Why UBS Decided To Deep-Six Its VIX ETNs
September 11, 2012
UBS' finely calbrated family of VIX ETNs appears to have been a bridge too far.
UBS jettisoned 12 hyper-specific VIX products on Monday. Why?
VIX ETFs and ETNs have roughly $3.3 billion in assets all told. So clearly there’s some interest in the space.
VIX products are often used to profit from investor fear, or to hedge against equity downdrafts. Our current environment is hardly fear free, but still, these UBS ETNs gathered little interest.
True enough, the VIX index itself is quite low at present.
But in my view, these products weren’t really designed as volatility plays. Instead, they existed as very sharp tools to be used in combination for making precise short-term bets on the shape of the VIX futures curve.
Here’s a snapshot of that curve as of Sept. 11, and the data is courtesy of the CBOE website.
The graph shows steep contango, meaning that futures contracts settling some months away cost more than those that settle sooner. The VIX term structure is in contango most of the time, though the exact shape changes frequently.
The UBS VIX suite of products allowed people to speculate on changes in this curve by providing exposure to six different points on the curve with both long and short exposure at each of these points.
The idea was that smart and brave traders would want these finer tools to make their bets beyond the existing products that focus on only one- and five-month exposure.
The challenge these products faced was in gathering the liquidity that traders require. Someone making a bet of, say, long four-month and short two-month VIX futures exposure is going to want the ability to move in and out of that position quickly and without excessive costs.
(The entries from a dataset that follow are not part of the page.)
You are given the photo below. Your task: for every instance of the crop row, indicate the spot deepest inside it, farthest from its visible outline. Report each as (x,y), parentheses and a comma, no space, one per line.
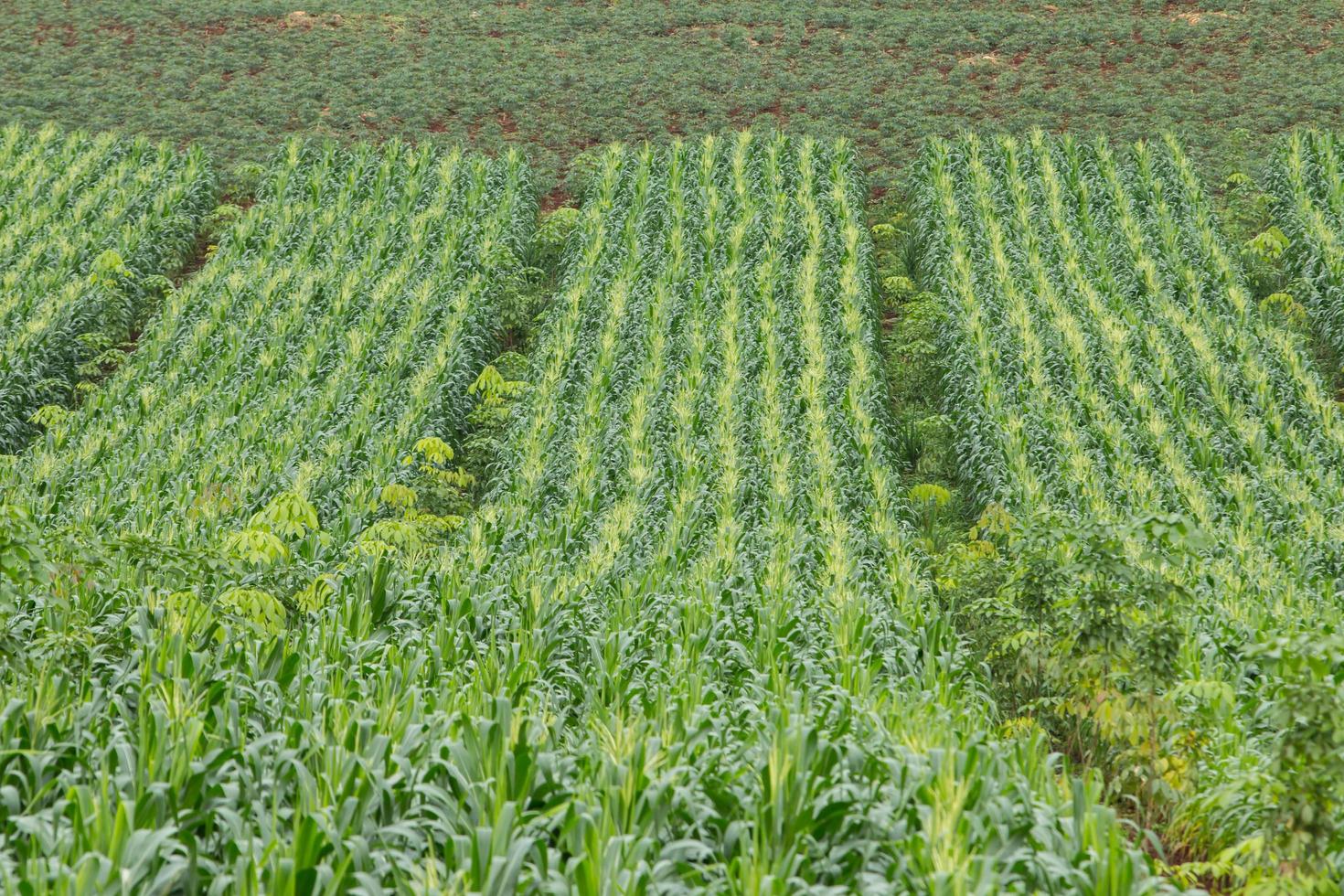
(684,645)
(1106,363)
(88,229)
(340,320)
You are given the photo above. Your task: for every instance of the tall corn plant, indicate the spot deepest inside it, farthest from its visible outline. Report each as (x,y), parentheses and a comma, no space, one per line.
(684,646)
(700,532)
(89,228)
(1307,187)
(340,320)
(1105,361)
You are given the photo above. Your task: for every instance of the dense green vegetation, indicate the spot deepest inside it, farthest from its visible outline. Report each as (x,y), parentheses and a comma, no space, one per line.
(1307,191)
(1108,368)
(566,76)
(335,331)
(687,644)
(89,228)
(866,501)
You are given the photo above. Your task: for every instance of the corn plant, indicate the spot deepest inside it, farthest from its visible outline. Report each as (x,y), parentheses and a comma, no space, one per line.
(89,228)
(1105,360)
(1307,188)
(340,320)
(687,644)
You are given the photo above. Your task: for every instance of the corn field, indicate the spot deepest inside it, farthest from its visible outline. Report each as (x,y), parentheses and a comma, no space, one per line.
(89,228)
(1105,360)
(339,320)
(1308,191)
(316,589)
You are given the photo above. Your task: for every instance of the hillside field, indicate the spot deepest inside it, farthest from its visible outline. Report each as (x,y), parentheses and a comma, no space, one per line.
(668,448)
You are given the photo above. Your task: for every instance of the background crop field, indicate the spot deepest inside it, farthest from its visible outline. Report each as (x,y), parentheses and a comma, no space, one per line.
(562,77)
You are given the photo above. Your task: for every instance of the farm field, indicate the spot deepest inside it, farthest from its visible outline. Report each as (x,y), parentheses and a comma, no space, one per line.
(91,225)
(1108,364)
(565,77)
(671,448)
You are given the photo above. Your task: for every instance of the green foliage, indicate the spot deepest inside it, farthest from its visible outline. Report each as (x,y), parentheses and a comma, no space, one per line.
(565,78)
(1307,709)
(1169,446)
(340,315)
(89,228)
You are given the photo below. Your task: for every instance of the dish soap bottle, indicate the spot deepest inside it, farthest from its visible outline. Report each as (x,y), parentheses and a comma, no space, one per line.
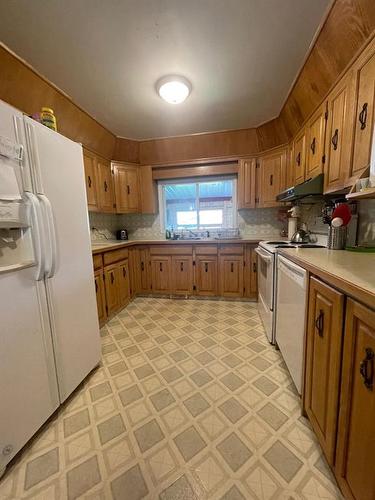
(48,118)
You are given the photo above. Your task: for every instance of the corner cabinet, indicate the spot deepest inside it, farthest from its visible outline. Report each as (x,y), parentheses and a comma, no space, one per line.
(271,177)
(355,464)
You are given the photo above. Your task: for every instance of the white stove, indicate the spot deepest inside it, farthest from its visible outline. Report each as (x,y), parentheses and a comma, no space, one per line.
(267,282)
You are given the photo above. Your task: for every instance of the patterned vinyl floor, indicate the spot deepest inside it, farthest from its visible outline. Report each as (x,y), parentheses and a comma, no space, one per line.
(190,402)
All ETFs and ETNs face this liquidity challenge, even those with buy-and-hold investment strategies. The recent demise of FocusShares funds underscores the thesis—good portfolios at a great price that died for lack of liquidity.
For the UBS ETNs, however, the bar for liquidity was set even higher, since primary users would demand liquidity above all else.
Moreover, the UBS suite faced another challenge, in that well-established, liquid ETFs and ETNs covering the one- and five-month exposures already existed. So their bet was that traders needed two-, three-, four- and six-month exposures in ETN form. In the end, that’s pretty fined-grained stuff.
The VIX product that remains on UBS’s roster, the Etracs Daily Long-Short VIX ETN (NYSEArca: XVIX) provides a play on VIX contango in an off-the-shelf product. It goes long five-month and short one-month VIX futures.
I couldn’t help but notice that Jim Cramer commented on my colleague Olly Ludwig’s piece on these products, saying that VIX products are horrible investments.
My take is that VIX ETNS and ETFs aren’t really investments at all. They’re tactical tools for traders and speculators—professionals, in other words.
For these users, the UBS VIX ETNs never gained enough traction to become viable vehicles, so their demise is no great loss.
For the rest of us, the removal of this particular set of power tools from the selection universe isn’t a bad thing, either.
That’s because these products were ill-suited for retail investors even without the added risk and expense of poor liquidity.